Une logique comptable, au détriment de la qualité du service aux usagers
Situation des comptes publics et réforme de l’État -
Par Marie-Claude Varaillas / 1er décembre 2021Monsieur le secrétaire d’État, la Cour des comptes émettait l’année dernière un avis sévère sur le plan Préfectures nouvelle génération (PPNG) : « Détaillé quant à ses objectifs de gains de productivité et de calendrier, le projet ne formulait initialement aucun objectif précis d’amélioration de la qualité du service rendu aux usagers. »
Érigé en emblème de la logique de modernisation et de simplification des démarches administratives, ce plan révèle les manquements des intentions des réformateurs de l’État, qui ont décidé de prendre un virage abrupt vers le tout-numérique, commandé par une logique comptable, au détriment de la qualité du service rendu aux usagers.
Je prendrai comme exemple le remplacement des anciens services dits « titres » par les centres d’expertise et de ressources des titres (CERT), qui mettent en œuvre, non sans difficulté, la dématérialisation de la délivrance des quelque 24 millions de titres tels que les passeports, les permis de conduire ou les cartes grises. Les tâches imprévues de ces CERT exigeraient 350 équivalents temps plein supplémentaires. Les centres d’appel en requerraient 300, car, actuellement, seuls 71 % des appels sont traités. On y compte jusqu’à 30 % de contractuels, qui se substituent aux titulaires.
Les points de contact, heureusement, subsistent, et ils sont le signe que l’ambition portée par les téléprocédures n’est pas satisfaisante pour les personnes fragiles et dépendantes. Cette déshumanisation du rapport des citoyens à l’État et à ses agents, loin de générer des économies, engendre un surcoût de 15 millions d’euros par an pour l’Agence nationale des titres sécurisés (ANTS) et de 40 millions d’euros en outils informatiques, quand vous supprimez 1 000 postes.
Ces dysfonctionnements favorisent le développement des services privés. D’ailleurs, les sites des ministères renvoient même les citoyens vers ces offres.
Deuxième exemple : en Dordogne, la Cimade m’a appris que, sur le site de la préfecture, aucun créneau de rendez-vous pour le renouvellement des cartes de résident de dix ans n’était disponible entre avril 2020 et septembre 2021.
M. le président. Il faut conclure.
Mme Marie-Claude Varaillas. En l’absence d’alternative, ces publics potentiellement éloignés de la langue française et du numérique risquent, faute d’accueil, d’être privés de leurs droits et placés en situation d’illégalité.
M. le président. La parole est à M. le secrétaire d’État.
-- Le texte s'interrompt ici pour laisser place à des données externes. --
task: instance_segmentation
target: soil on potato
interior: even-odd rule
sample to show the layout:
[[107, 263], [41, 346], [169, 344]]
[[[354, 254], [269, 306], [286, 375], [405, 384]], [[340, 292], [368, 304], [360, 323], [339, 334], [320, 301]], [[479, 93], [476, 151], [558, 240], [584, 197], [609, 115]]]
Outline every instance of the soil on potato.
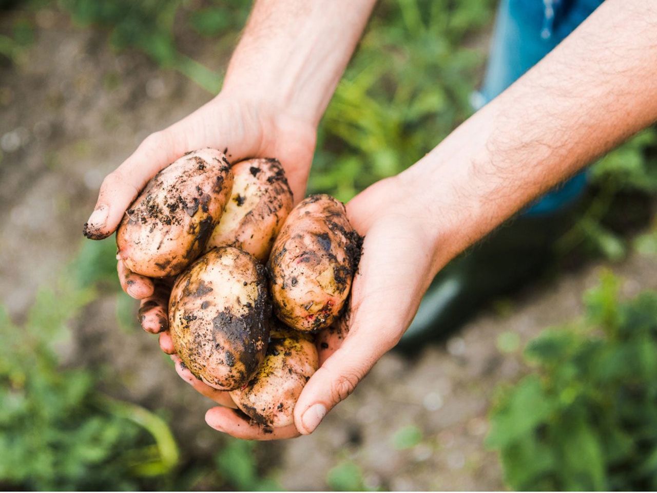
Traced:
[[[9, 20], [0, 18], [0, 29]], [[0, 64], [0, 300], [19, 318], [37, 287], [79, 247], [103, 176], [148, 133], [209, 98], [140, 54], [112, 53], [104, 34], [74, 28], [56, 11], [40, 12], [35, 22], [25, 59]], [[197, 57], [210, 66], [221, 62], [210, 49]], [[504, 488], [497, 458], [483, 446], [486, 415], [496, 385], [526, 370], [518, 353], [499, 352], [497, 338], [511, 331], [525, 342], [577, 316], [581, 294], [596, 284], [599, 268], [528, 288], [510, 300], [512, 314], [484, 313], [413, 360], [384, 356], [315, 433], [264, 443], [259, 456], [294, 490], [325, 488], [327, 471], [344, 460], [362, 468], [368, 488]], [[614, 270], [627, 279], [627, 295], [657, 288], [654, 258], [635, 256]], [[209, 457], [224, 439], [204, 423], [212, 403], [177, 377], [156, 339], [136, 321], [129, 332], [116, 327], [116, 300], [101, 296], [75, 321], [72, 340], [61, 348], [65, 362], [111, 367], [107, 390], [166, 410], [185, 457]], [[397, 450], [394, 436], [408, 425], [422, 438]]]

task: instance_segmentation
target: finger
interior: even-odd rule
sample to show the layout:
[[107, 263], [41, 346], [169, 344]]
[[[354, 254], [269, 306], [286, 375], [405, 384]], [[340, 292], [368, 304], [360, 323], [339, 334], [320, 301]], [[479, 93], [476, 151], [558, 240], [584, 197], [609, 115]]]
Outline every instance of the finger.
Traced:
[[152, 279], [139, 274], [135, 274], [125, 267], [123, 260], [118, 260], [116, 262], [116, 271], [119, 275], [121, 289], [128, 296], [135, 300], [142, 300], [152, 296], [155, 287]]
[[320, 331], [316, 336], [315, 344], [317, 348], [320, 366], [342, 345], [342, 342], [349, 333], [350, 317], [351, 310], [347, 310], [334, 323]]
[[367, 231], [352, 287], [349, 333], [308, 381], [295, 406], [294, 423], [302, 434], [312, 433], [353, 391], [397, 343], [417, 310], [431, 257], [419, 248], [421, 237], [405, 222], [382, 221]]
[[85, 237], [98, 240], [111, 235], [146, 183], [187, 152], [181, 131], [184, 129], [176, 124], [151, 133], [121, 166], [105, 177], [93, 212], [84, 225]]
[[194, 376], [193, 373], [183, 363], [182, 360], [180, 359], [180, 356], [177, 354], [172, 354], [171, 359], [175, 363], [176, 373], [178, 373], [183, 380], [191, 385], [194, 390], [205, 396], [208, 399], [214, 400], [220, 406], [232, 408], [233, 409], [237, 408], [235, 403], [233, 402], [230, 394], [223, 390], [217, 390], [216, 388], [212, 388], [212, 387], [203, 383], [203, 382]]
[[170, 288], [158, 284], [152, 296], [141, 300], [137, 316], [142, 327], [147, 332], [157, 334], [168, 329], [167, 309], [170, 293]]
[[175, 354], [175, 348], [173, 346], [173, 340], [171, 338], [169, 331], [164, 331], [160, 334], [160, 348], [166, 354]]
[[299, 436], [294, 425], [282, 428], [268, 428], [252, 421], [240, 411], [225, 408], [212, 408], [206, 413], [206, 423], [210, 427], [242, 440], [283, 440]]

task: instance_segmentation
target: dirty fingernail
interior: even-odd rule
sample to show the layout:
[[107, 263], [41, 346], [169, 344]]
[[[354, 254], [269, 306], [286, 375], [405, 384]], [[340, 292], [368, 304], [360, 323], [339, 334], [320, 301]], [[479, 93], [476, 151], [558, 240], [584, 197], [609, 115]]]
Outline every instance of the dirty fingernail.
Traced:
[[87, 223], [92, 227], [104, 225], [105, 221], [107, 220], [108, 212], [106, 206], [101, 205], [89, 216], [89, 220], [87, 221]]
[[325, 415], [327, 408], [323, 404], [314, 404], [308, 408], [301, 418], [306, 432], [311, 433], [314, 431]]

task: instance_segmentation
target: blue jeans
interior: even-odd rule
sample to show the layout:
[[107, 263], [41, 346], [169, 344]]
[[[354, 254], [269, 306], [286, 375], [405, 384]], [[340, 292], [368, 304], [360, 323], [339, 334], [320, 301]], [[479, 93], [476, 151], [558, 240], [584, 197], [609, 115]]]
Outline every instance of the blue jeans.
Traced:
[[[474, 104], [482, 106], [513, 83], [591, 14], [603, 0], [502, 0], [490, 56]], [[582, 172], [531, 204], [528, 215], [549, 214], [577, 199]]]

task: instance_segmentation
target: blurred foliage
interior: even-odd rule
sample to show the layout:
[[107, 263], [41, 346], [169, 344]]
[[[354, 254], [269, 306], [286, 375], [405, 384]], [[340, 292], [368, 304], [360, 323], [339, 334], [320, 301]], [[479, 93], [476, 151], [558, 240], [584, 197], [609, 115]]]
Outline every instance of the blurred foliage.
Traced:
[[[620, 197], [657, 195], [657, 129], [648, 128], [595, 163], [589, 171], [593, 188], [590, 201], [575, 225], [557, 243], [561, 253], [579, 248], [591, 255], [618, 261], [631, 250], [623, 228], [649, 215], [646, 204], [632, 210], [619, 203]], [[613, 224], [614, 216], [625, 215]]]
[[[214, 488], [280, 489], [260, 475], [252, 442], [229, 439], [214, 461], [186, 463], [164, 419], [101, 391], [106, 375], [99, 369], [62, 367], [57, 349], [71, 343], [68, 323], [99, 291], [119, 293], [115, 251], [113, 239], [84, 242], [57, 285], [39, 291], [21, 323], [0, 306], [5, 352], [0, 360], [0, 486], [186, 490], [202, 482]], [[131, 314], [133, 308], [117, 314]]]
[[240, 491], [281, 491], [271, 477], [261, 477], [254, 455], [256, 442], [231, 440], [216, 456], [217, 468], [226, 482]]
[[657, 293], [618, 298], [609, 273], [581, 321], [524, 353], [533, 371], [500, 392], [489, 446], [517, 490], [657, 488]]
[[472, 112], [495, 2], [380, 2], [319, 128], [309, 187], [346, 201], [413, 164]]
[[74, 262], [42, 288], [22, 323], [0, 307], [0, 484], [11, 488], [132, 489], [177, 465], [162, 418], [100, 392], [93, 369], [60, 367], [53, 344], [96, 296], [85, 268]]
[[422, 430], [415, 425], [399, 428], [392, 436], [392, 445], [397, 450], [412, 448], [422, 441]]
[[369, 491], [360, 467], [349, 461], [341, 462], [328, 471], [327, 484], [333, 491]]

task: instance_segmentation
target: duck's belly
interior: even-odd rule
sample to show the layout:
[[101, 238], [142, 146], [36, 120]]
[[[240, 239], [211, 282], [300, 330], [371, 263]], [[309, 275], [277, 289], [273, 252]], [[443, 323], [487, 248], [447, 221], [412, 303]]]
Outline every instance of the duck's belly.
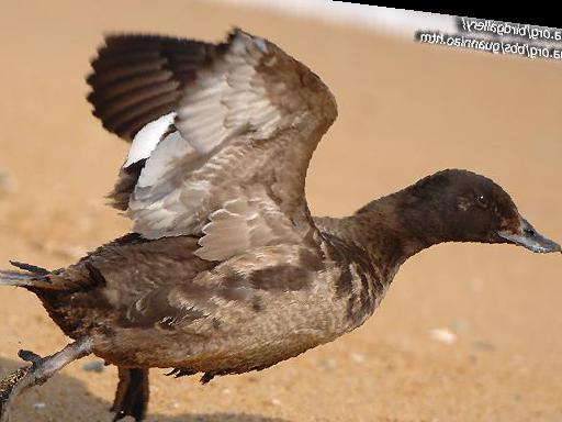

M. Cédric O, secrétaire d’État auprès du ministre de l’économie, des finances et de la relance et de la ministre de la cohésion des territoires et des relations avec les collectivités territoriales, chargé de la transition numérique et des communications électroniques. Madame la sénatrice, je vais abonder dans votre sens, et prendre l’excellent cas des PPNG comme l’exemple à la fois d’une forme d’erreur, mais aussi d’une correction apportée.
Vous ne siégiez pas dans les majorités précédentes, madame la sénatrice, mais l’ensemble des majorités – je nous y inclus –, au début de ce quinquennat, a commis l’erreur de considérer que la numérisation était inéluctable, qu’elle se ferait, que tout le monde s’y convertirait, et que tout se passerait bien.
Comme l’a rappelé la sénatrice Lavarde, alors que nous avions initialement promis 100 % de numérisation, nous avons ralenti. Nous avons en effet considéré, au vu des problèmes rencontrés par l’ANTS en matière de délivrance de permis de conduire, qu’il fallait s’occuper de la qualité avant de s’occuper de la quantité. La numérisation va dans le sens de l’Histoire, mais elle doit être accompagnée pour tous ceux qui ne se sentent pas capables d’utiliser des outils numériques.
Il faut donc réinjecter de l’humain. D’où la mise en place des conseillers numériques France services et d’une approche, au sein de l’ANTS, partant de la qualité de service et de la capacité à répondre à la demande des usagers pour aboutir à une réduction des délais d’attente et à une augmentation de la satisfaction des usagers. Avons-nous fait le tour de la question de la qualité de l’expérience des usagers dans leur relation au service public ? Non. Mais je peux vous assurer que l’approche de la numérisation des services publics s’est transformée, et part désormais de la qualité avant de se préoccuper de quantité.